LA NUEVA ERA

Un frío gélido la despertó aquella mañana. Se asomó a la ventana del Castillo de Harrenhal, un manto de nieve cubría los montes de Los Siete Reinos. Hacía más de un año que reinaba la paz en Poniente. Una paz que le había costado su propio infierno. Con cada luna aparecían las terribles pesadillas. Las imágenes de aquella fatídica noche volvían a su mente como en un sueño inconexo. Ahora tenía lo que tanto había soñado, pero para conseguirlo había dejado atrás un reguero de sangre y  dolor. Su triunfo tenía un sabor amargo. Cuando mandó a  su dragón Rhaegal para que le entregara un mensaje  a Jon Snow no tenía  muchas esperanzas de que acudiera a su encuentro. Siempre le fue un fiel servidor. Pero aquella confesión lo cambiaba todo.  En cada batalla había convertido su corazón en esquirlas de hielo. Dejó la monumental puerta entablada  parcialmente abierta, lo esperaba desnuda en su lecho. Hicieron el amor con el sabor de la muerte en los labios. Su plateado y entrenzado pelo brillaba a la luz de las velas. Jon Snow la poseyó con una pasión desmedida, ardiendo con cada roce de su piel; “la que nunca arde”, como así la llamaban, se hacía fuego entre sus manos. Ahora que había dejado de ser el bastardo de Invernalia, quizás podrían gobernar juntos  la basta geografía de Poniente. Aquella noche sería el principio de una nueva era, pensaba ingenuo, mientras devoraba los sensuales labios de Daenerys.
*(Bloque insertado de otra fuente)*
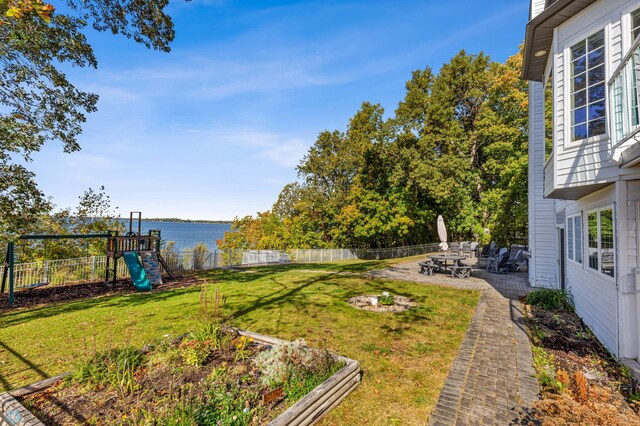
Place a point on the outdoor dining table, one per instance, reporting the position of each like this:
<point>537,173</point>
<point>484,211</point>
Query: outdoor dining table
<point>444,259</point>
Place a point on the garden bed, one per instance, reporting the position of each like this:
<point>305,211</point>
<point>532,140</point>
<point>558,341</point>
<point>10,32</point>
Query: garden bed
<point>382,303</point>
<point>580,381</point>
<point>221,377</point>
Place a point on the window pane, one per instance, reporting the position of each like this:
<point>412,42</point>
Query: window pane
<point>596,75</point>
<point>597,127</point>
<point>596,40</point>
<point>578,49</point>
<point>570,238</point>
<point>580,98</point>
<point>578,233</point>
<point>579,82</point>
<point>596,92</point>
<point>580,115</point>
<point>596,57</point>
<point>579,132</point>
<point>607,261</point>
<point>592,219</point>
<point>579,65</point>
<point>635,18</point>
<point>596,110</point>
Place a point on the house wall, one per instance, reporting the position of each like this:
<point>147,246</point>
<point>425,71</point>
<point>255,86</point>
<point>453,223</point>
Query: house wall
<point>537,6</point>
<point>543,265</point>
<point>595,294</point>
<point>629,195</point>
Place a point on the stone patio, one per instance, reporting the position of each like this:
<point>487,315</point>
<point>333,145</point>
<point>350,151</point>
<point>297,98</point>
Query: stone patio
<point>493,374</point>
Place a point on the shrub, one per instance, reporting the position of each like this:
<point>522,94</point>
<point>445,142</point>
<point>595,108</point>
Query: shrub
<point>552,299</point>
<point>292,361</point>
<point>385,299</point>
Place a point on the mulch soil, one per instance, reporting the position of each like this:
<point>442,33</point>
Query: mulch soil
<point>46,295</point>
<point>603,396</point>
<point>573,346</point>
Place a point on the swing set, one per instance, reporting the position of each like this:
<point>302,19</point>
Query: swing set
<point>131,247</point>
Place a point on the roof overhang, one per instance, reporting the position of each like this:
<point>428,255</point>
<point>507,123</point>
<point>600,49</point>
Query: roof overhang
<point>630,156</point>
<point>539,35</point>
<point>576,192</point>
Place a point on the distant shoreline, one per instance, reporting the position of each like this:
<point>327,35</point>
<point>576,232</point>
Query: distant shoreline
<point>172,219</point>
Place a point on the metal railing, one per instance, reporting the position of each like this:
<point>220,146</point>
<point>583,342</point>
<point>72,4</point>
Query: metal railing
<point>91,269</point>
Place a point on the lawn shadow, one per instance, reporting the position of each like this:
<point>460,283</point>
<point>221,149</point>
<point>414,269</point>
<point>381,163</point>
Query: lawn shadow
<point>30,366</point>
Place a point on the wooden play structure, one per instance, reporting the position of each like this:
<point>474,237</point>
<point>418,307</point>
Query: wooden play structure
<point>141,253</point>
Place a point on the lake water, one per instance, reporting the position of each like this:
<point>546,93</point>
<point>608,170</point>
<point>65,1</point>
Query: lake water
<point>186,234</point>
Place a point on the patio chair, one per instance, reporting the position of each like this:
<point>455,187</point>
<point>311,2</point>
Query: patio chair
<point>461,271</point>
<point>474,248</point>
<point>499,265</point>
<point>513,265</point>
<point>454,248</point>
<point>428,267</point>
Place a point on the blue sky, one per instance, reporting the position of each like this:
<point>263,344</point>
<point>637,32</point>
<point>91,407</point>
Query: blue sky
<point>215,128</point>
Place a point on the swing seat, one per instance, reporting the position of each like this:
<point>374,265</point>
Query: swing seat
<point>37,285</point>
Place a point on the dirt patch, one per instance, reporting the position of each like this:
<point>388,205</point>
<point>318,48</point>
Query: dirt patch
<point>211,376</point>
<point>580,381</point>
<point>46,295</point>
<point>400,304</point>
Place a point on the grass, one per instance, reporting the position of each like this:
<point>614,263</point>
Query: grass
<point>405,357</point>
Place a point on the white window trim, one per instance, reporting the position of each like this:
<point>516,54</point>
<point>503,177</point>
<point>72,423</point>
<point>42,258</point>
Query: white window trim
<point>569,143</point>
<point>575,250</point>
<point>598,272</point>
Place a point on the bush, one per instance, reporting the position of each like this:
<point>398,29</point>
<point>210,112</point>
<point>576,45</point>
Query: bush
<point>292,361</point>
<point>551,299</point>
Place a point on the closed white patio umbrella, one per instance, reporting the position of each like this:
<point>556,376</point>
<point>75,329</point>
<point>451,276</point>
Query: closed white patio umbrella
<point>442,233</point>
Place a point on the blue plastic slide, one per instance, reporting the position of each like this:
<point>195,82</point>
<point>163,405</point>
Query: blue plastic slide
<point>138,276</point>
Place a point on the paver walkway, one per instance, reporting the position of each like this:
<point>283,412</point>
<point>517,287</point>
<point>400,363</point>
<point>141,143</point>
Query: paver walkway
<point>493,374</point>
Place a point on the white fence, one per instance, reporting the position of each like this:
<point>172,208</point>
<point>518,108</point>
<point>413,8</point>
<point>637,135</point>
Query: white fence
<point>88,269</point>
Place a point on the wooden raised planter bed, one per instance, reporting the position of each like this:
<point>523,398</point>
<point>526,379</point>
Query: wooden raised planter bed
<point>307,411</point>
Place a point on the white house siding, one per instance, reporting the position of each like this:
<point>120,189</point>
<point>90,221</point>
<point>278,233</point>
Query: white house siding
<point>542,229</point>
<point>595,294</point>
<point>629,194</point>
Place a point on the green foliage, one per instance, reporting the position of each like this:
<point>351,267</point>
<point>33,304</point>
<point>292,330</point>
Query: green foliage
<point>551,299</point>
<point>299,386</point>
<point>456,145</point>
<point>225,404</point>
<point>93,215</point>
<point>195,352</point>
<point>544,363</point>
<point>114,368</point>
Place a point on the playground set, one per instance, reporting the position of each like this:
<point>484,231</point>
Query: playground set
<point>141,254</point>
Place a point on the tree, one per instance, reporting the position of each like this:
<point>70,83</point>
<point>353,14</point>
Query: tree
<point>37,101</point>
<point>456,146</point>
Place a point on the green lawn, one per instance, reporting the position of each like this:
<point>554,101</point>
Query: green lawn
<point>405,357</point>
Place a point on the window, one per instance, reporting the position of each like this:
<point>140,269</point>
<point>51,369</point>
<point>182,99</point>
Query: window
<point>635,24</point>
<point>601,241</point>
<point>574,238</point>
<point>635,30</point>
<point>588,109</point>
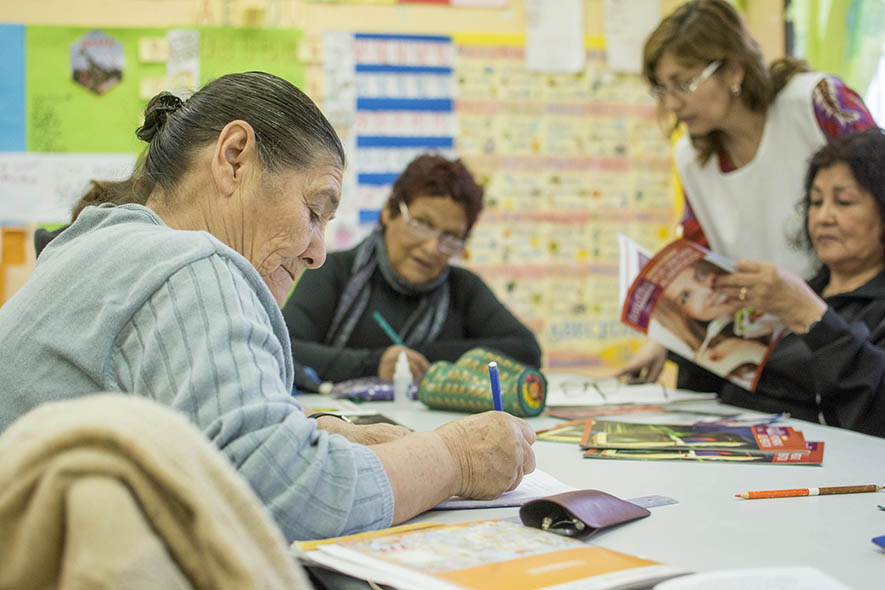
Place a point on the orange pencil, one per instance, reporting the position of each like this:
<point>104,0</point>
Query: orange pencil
<point>809,492</point>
 La daga que le clavó en el pecho le provocó un inconmensurable dolor, jamás debió confesarle su origen real. Él la obligó a cometer este infame crimen. Observaba como su amante perdía la vida entre sus sábanas aún calientes. Aquellos ojos inyectados en sangre la perseguirían como una alargada sombra; como el eco tortuoso de sus últimas palabras susurradas al oído manchando con sangre su azarado rostro:” Mi reina, siempre tuyo”.

Cada amanecer nevado  se despierta sintiendo  la frialdad de ese cuerpo inerte a su lado.  Cierra la ventana mientras un vaho helado sale de su boca, el llanto de un bebé hace que se dirija hacia la cuna. Su pequeño Adney se ha despertado, le echa una manta por encima, el frío arrecia. Adney, su futuro sucesor cuando ella muera. Será un legítimo heredero, hijo de Jon Snow y  Daenerys Targaryen, único rey de Los Siete Reinos. Algún día tendrá que contarle como murió su padre. El día que lo concibió también le arrebató  el derecho a crecer junto a su progenitor. Quizás nunca se lo perdonaría. La vidriera de su alcoba se abrió  de repente, un aire gélido la hizo estremecer. Vinieron a su mente las palabras de los hechiceros en la ciudad de Qarth: “Tres traiciones conocerás. Una por sangre, otra por oro y otra por amor”. Dos de ellas ya las había sufrido….aún le quedaba la última. Miró con extrañeza a su hijo, como si detrás de aquel inocente rostro se escondiera la más atroz de las profecías.